Il clima resta pesante, come per un beffardo crescendo rossiniano, anche il 2013 è costellato di querele. Per ognuno degli episodi – non soltanto quelli qui appena accennati – esiste «ampia e comprovata documentazione», a quanto assicura il legale di Vecchio.

Ma la notte in cui Rosario provò a trasformarsi in mostro, a deviare per sempre il corso del suo destino? «I due figli più piccoli avrebbero dovuto trascorrere con il padre il periodo di vacanze estive che andava dall’1 al 15 agosto, e questo su disposizione del Giudice della separazione presso il Tribunale civile di Brindisi», spiega l’avvocato Marchionna. «Ma la signora Semeraro ha negato all’uomo questo diritto. Così la sera del 14, verso le 20, Vecchio si è presentato dalla moglie a chiedere spiegazioni, ma ha trovato tutti e quattro i ragazzi da soli in casa e dalla figlia più piccina avrebbe appreso alcuni particolari sull’ex moglie che proprio non ha saputo digerire. 
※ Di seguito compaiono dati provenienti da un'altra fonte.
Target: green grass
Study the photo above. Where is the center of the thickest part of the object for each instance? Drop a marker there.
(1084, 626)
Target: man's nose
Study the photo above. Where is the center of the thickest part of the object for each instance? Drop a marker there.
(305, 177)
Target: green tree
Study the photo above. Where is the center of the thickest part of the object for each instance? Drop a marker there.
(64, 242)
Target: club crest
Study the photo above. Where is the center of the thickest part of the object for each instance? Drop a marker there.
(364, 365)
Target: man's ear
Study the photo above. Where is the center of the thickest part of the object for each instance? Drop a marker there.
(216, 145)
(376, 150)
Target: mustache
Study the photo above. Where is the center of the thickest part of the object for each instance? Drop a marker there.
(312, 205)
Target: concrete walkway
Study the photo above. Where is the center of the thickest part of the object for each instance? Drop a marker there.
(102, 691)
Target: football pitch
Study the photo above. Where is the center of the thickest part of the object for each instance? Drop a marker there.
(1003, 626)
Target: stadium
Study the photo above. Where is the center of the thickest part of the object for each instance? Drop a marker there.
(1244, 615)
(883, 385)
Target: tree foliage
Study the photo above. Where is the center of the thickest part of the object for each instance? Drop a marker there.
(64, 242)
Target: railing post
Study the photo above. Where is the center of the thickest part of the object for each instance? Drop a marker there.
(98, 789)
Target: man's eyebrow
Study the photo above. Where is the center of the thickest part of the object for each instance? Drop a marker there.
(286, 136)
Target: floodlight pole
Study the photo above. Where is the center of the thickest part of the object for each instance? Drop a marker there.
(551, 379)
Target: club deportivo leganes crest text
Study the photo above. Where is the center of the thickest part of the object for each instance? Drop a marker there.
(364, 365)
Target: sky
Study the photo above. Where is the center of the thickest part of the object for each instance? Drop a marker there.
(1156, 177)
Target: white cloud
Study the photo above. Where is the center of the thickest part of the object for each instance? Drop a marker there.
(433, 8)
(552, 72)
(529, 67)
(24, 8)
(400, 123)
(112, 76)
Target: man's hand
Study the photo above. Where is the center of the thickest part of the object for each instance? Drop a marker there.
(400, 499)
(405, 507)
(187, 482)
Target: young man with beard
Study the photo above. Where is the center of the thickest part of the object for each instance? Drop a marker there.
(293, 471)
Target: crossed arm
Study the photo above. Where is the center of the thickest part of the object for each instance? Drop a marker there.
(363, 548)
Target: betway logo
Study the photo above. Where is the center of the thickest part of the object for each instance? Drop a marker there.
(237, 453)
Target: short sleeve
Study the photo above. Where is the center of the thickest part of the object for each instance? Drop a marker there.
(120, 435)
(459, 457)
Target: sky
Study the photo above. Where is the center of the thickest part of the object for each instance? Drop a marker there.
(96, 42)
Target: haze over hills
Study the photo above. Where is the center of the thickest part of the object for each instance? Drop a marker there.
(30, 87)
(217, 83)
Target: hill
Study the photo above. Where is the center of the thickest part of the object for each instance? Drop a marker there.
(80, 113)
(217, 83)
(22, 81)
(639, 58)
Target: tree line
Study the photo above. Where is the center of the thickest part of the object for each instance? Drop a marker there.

Ha così deciso di aspettarla. Rosario, fuori di sè, decide di affrontare Palmina e si attrezza con un coltello a punta tonda prelevato dalla cucina. La terribile lite scoppia al ritorno di lei, alle 2.30 del mattino, le figlie più grandi, spaventate dalla violenza, si intromettono per separare i due e vengono colpite dall’arma impugnata dal padre.

«Cinque coltellate ma una prognosi di 20 giorni», chiarisce Marchionna, «non fendenti ma tagli. Ha avuto la peggio Stefania per l’accidentale interessamento di un’arteria brachiale». Sabato scorso il GIP, pur convalidando l’arresto e disponendo la misura della detenzione in carcere per Rosario Vecchio, ha riqualificato i fatti da «triplice tentato omicidio» in «lesioni colpose» per le ragazze e «tentato omicidio» per Palmina. «Ho fiducia nella giustizia», conclude l’avvocato Marchionna, «il mio cliente ha sbagliato ma è la vittima di un dramma umano che si trascina a suo danno da molto tempo. Ora è, se possibile, un uomo ancora più annichilito di prima». Dio, per chi c’è, perdoni chi ha sferrato le coltellate e tutti coloro che hanno sbagliato con lui”.